第2話 魔法学園




 ところで何で魔法学園の卒業パーティが王宮で開催されるのかというと、ジョアン殿下とジャルラン殿下、ニールセン王家の2人の王子が魔法学園に在籍してるってのもあるが、実際デカい理由は魔法学園がアレイエムの国家プロジェクトだからという理由だ。


 魔法。王族、貴族や富豪、高位の聖職者、教職者など一部の者しか使えないと言われている異能。


 そう書くと非常に稀で強大な力に思えるが、実際は大したことがない。


 火を燃えやすいものに着火したり、コップ1杯分の水を作り出したり、1m程度の幅の土くれの塊を出したり、一瞬帽子を飛ばして人をよろめかす程度の風を起こしたり。 その程度だ。


 しかも、1回あたり数秒間しか使用できない。連続使用も普通10回程度。それ以上使おうとすると使えないことはないが、ひどい頭痛やひどい脱力感に見舞われる。


 教会に記録が残っている最も古い時代以前からこの魔法という力は存在していたらしい。


 だが、実に大した力じゃない。火を着ける魔法を例にとってみよう。火を起こしたり着けたりするのには便利。古代の頃、洞窟で人間が暮らしてた頃なら相当便利だっただろう。

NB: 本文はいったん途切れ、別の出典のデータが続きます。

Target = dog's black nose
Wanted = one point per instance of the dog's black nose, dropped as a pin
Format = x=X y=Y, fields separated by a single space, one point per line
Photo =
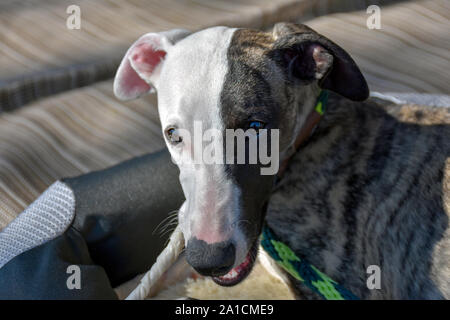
x=214 y=259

 でも活用する場面が貴族の生活でどこかと言われると、本当にうっかり者の使用人が完全に火種を消してしまって、また火打石や加圧着火装置で付け直さないといけない時に、猛烈な叱責と引き換えに主人である貴族が魔法で替わりに着ける、くらいしかない。


 ああでも、タバコのパイプに火をつけるのはやりそうだな。俺は吸わないんでわからんが。 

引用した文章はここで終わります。